Caregiver-infant interactions Flashcards
What is reciprocity?
Interacting with a caregiver by responding to their actions with a similar/related action. It acts like a conversation where one action elicits a response from the other.
What is interactional synchrony?
Interacting with a caregiver by mirroring what they are doing (facial and body movements). Involves two people moving in the same pattern. Can be emotional or behavioural.
Define attachment.
Emotional bond between two people. Two-way process that endures over time. It leads to certain behaviors and serves to protect the infant.
Outline procedure of Meltzoff and Moore’s study into interactional synchrony.
Adult model displayed specific hand or facial movements to 2-3 week old infants. Dummy placed in infant’s mouth then removed after modelling. Response expression filmed.

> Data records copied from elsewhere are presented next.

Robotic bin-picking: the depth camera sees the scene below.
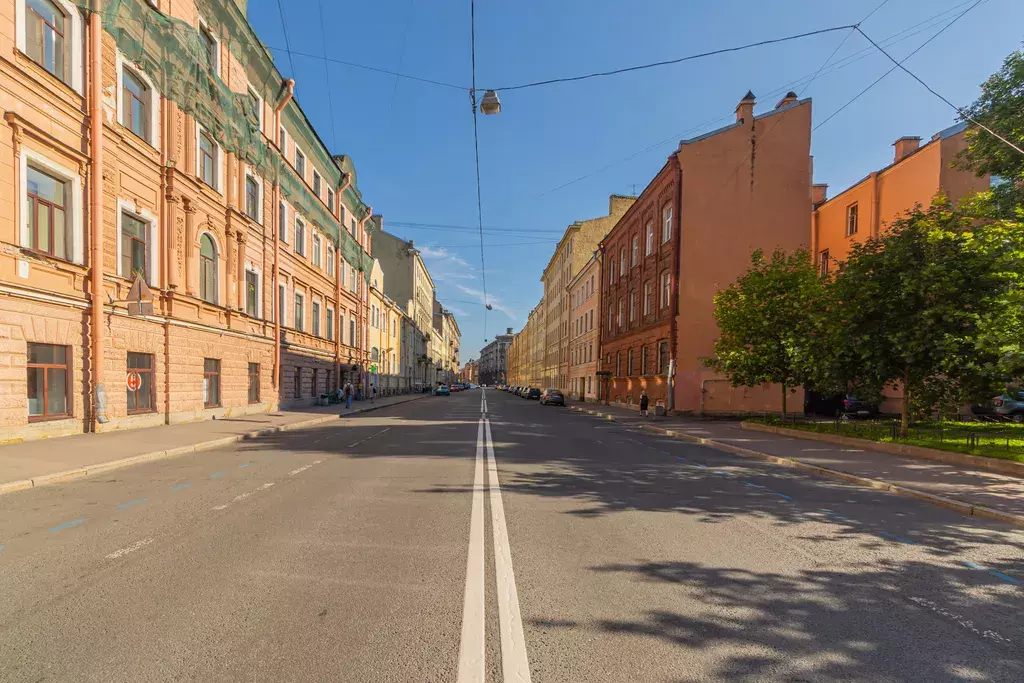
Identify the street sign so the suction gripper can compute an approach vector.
[125,372,142,391]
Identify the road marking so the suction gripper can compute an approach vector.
[49,517,88,533]
[106,539,153,560]
[483,418,529,683]
[348,427,391,449]
[458,418,486,683]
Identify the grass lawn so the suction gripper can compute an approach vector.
[752,418,1024,463]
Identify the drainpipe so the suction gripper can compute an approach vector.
[270,78,295,389]
[89,12,108,431]
[665,152,684,415]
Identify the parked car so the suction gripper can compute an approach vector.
[971,390,1024,423]
[541,388,565,405]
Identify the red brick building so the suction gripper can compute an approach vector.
[599,154,680,407]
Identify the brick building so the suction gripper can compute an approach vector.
[0,0,372,441]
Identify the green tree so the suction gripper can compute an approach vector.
[701,250,822,414]
[812,197,1024,436]
[956,50,1024,217]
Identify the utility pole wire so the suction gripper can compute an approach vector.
[857,24,1024,155]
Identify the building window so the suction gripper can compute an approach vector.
[27,342,71,419]
[128,351,157,415]
[246,270,259,317]
[292,292,306,332]
[25,0,69,83]
[199,24,220,74]
[846,204,860,237]
[199,233,217,303]
[203,358,220,408]
[249,362,259,405]
[27,166,71,260]
[295,216,306,256]
[199,130,218,189]
[246,174,263,223]
[121,69,152,141]
[121,212,150,282]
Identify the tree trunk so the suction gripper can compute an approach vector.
[899,370,910,438]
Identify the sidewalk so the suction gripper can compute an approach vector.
[0,394,428,494]
[570,402,1024,524]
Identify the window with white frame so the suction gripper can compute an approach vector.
[117,199,160,286]
[295,216,306,256]
[246,268,261,317]
[20,0,85,94]
[246,171,263,223]
[292,292,306,332]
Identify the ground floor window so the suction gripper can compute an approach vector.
[249,362,259,403]
[127,351,156,415]
[203,358,220,408]
[28,343,71,419]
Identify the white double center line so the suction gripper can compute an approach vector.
[458,389,530,683]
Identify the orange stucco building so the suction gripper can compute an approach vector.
[0,0,372,441]
[672,92,811,412]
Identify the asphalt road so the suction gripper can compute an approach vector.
[0,390,1024,683]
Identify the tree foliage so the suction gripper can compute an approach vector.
[702,250,822,413]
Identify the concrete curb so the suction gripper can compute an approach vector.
[569,405,1024,526]
[739,422,1024,477]
[0,394,429,496]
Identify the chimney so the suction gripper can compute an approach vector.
[811,182,828,206]
[736,90,757,121]
[775,90,797,109]
[893,135,921,163]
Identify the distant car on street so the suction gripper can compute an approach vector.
[541,388,565,405]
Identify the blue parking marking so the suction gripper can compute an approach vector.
[48,517,88,533]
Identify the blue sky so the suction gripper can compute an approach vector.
[249,0,1024,360]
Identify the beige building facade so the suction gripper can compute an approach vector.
[538,195,636,391]
[0,0,372,441]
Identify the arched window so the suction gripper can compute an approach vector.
[199,234,217,303]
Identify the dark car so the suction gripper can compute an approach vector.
[541,389,565,405]
[971,390,1024,423]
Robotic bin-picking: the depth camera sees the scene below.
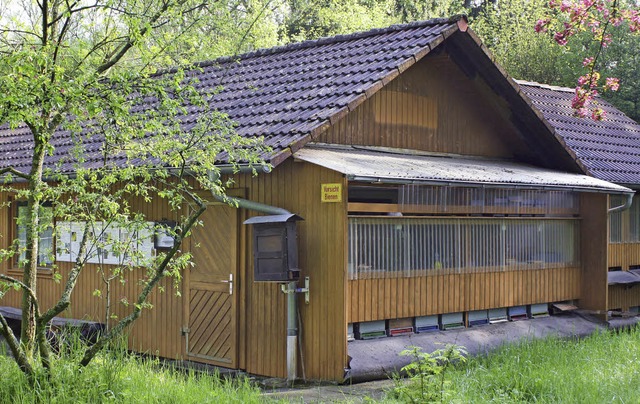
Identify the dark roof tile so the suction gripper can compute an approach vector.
[518,82,640,186]
[0,17,462,174]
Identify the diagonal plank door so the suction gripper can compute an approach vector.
[187,205,238,368]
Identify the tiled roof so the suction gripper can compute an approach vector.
[0,17,466,174]
[518,81,640,188]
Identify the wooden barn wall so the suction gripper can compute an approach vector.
[0,185,189,358]
[607,243,640,311]
[347,268,580,323]
[607,243,640,271]
[236,159,347,381]
[317,54,519,158]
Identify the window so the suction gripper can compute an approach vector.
[349,217,579,279]
[16,202,53,267]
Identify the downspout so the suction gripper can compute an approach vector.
[209,171,298,385]
[607,193,634,213]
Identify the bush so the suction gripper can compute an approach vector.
[393,344,467,403]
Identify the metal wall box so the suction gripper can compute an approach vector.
[529,303,549,318]
[467,310,489,327]
[347,323,356,341]
[354,320,387,339]
[244,213,303,282]
[489,307,508,324]
[388,318,413,337]
[414,314,440,333]
[509,306,529,321]
[440,313,464,330]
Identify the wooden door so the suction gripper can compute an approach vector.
[187,205,238,368]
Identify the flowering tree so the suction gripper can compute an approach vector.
[535,0,640,120]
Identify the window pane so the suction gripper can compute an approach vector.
[17,205,53,266]
[348,217,579,279]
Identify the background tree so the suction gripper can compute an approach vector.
[535,0,640,120]
[470,0,582,86]
[0,0,266,380]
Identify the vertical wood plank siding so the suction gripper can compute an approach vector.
[580,193,609,313]
[318,54,518,158]
[347,268,580,323]
[607,242,640,271]
[236,160,347,380]
[0,185,184,358]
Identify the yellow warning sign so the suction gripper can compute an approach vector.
[321,184,342,202]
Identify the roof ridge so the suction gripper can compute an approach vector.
[194,14,467,67]
[151,14,468,77]
[514,79,576,93]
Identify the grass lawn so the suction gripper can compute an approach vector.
[0,338,263,404]
[392,328,640,403]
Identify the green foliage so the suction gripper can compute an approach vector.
[393,327,640,403]
[0,333,263,403]
[470,0,584,86]
[0,0,275,381]
[393,344,467,403]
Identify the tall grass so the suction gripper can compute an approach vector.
[396,328,640,403]
[0,332,262,404]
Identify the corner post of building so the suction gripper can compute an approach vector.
[578,192,609,320]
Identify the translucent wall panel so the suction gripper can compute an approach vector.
[349,217,579,279]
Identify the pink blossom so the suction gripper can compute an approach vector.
[535,18,549,32]
[580,56,595,67]
[604,77,620,91]
[553,32,567,46]
[591,108,607,121]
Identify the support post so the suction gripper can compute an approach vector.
[287,281,298,386]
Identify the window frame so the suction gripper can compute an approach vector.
[10,199,56,272]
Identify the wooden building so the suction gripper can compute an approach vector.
[0,17,632,381]
[518,82,640,312]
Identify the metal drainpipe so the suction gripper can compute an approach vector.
[209,171,298,385]
[608,194,633,213]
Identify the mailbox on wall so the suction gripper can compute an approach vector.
[244,213,304,282]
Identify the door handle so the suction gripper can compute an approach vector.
[220,274,233,295]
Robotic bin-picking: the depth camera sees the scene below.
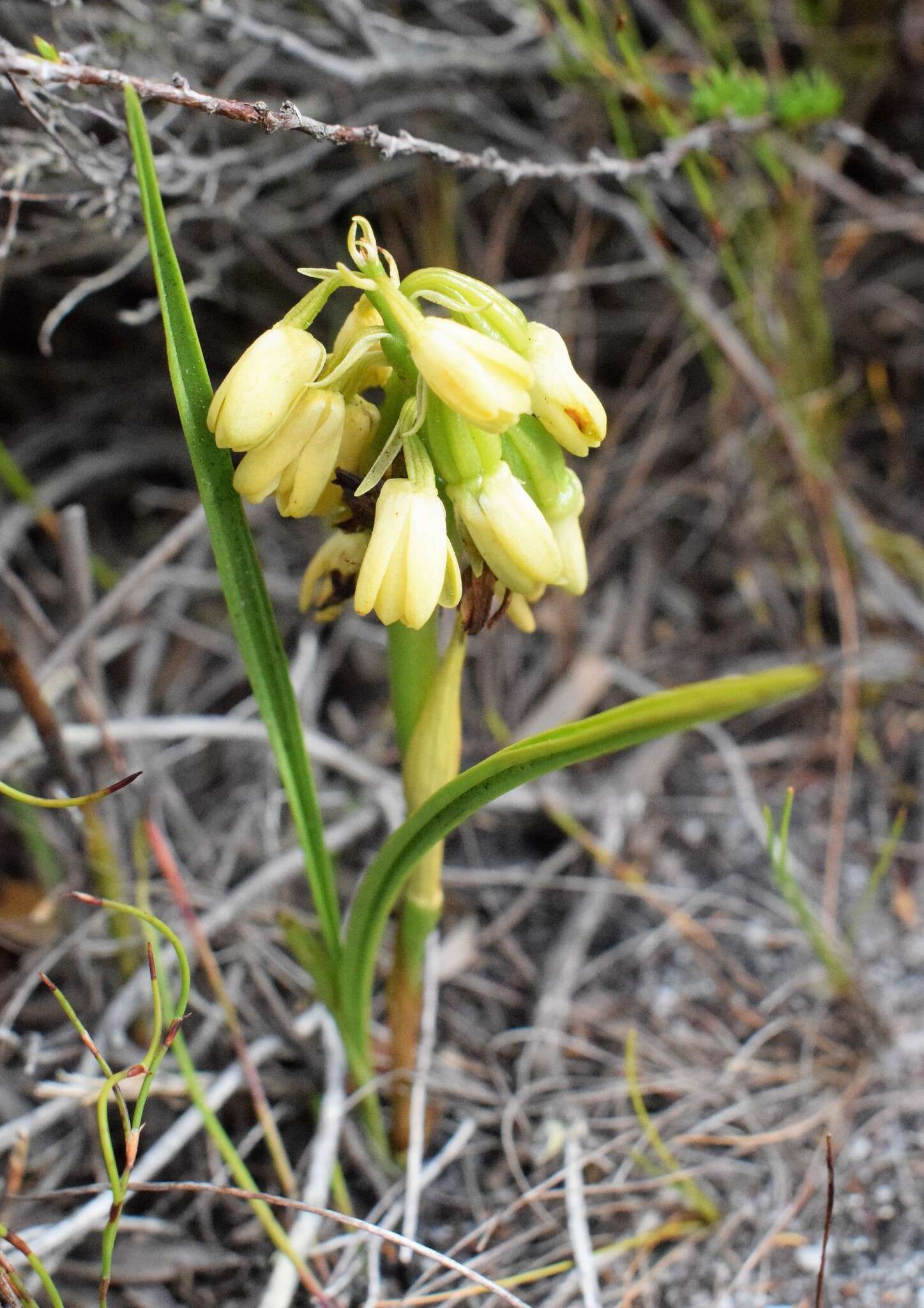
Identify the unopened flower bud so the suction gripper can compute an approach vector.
[549,513,587,595]
[298,531,368,623]
[408,317,533,433]
[354,472,461,630]
[234,390,345,518]
[448,463,562,595]
[376,278,533,433]
[206,323,326,450]
[527,323,607,458]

Outline findings of Meltzoff and Moore’s study into interactional synchrony.
Association found between infant behavior and adult model. Shows 2-3 week olds imitate specific behaviors - suggesting interactional synchrony exists.
(A03) Explain why Meltzoff and Moore’s observation is high in internal reliability.
Videos judged by independent observers. No knowledge of what infant had been shown (no observer bias - validity). Note all instances of 3 behavioural categories. Inter- and intra- observer reliability scores >.92
(A03) Why is infant behaviour (facial expressions) difficult to observe and measure.
Infants’ mouths in constant motion. Difficult to distinguish between measured expressions. Lack of reliability. Observers may have guessed aims and have bias - lack of validity.
(AO3) What is the value of the Meltzoff and Moore research?
Meltzoff developed hypothesis of infant development. Imitating acts allows infants to begin to develop understanding of behaviour. Fundamental for secure relationships.
(AO3) Identify another weakness of Meltzoff and Moore’s research.
Individual differences. Interactional synchrony varied with attachment type. Cause + effect?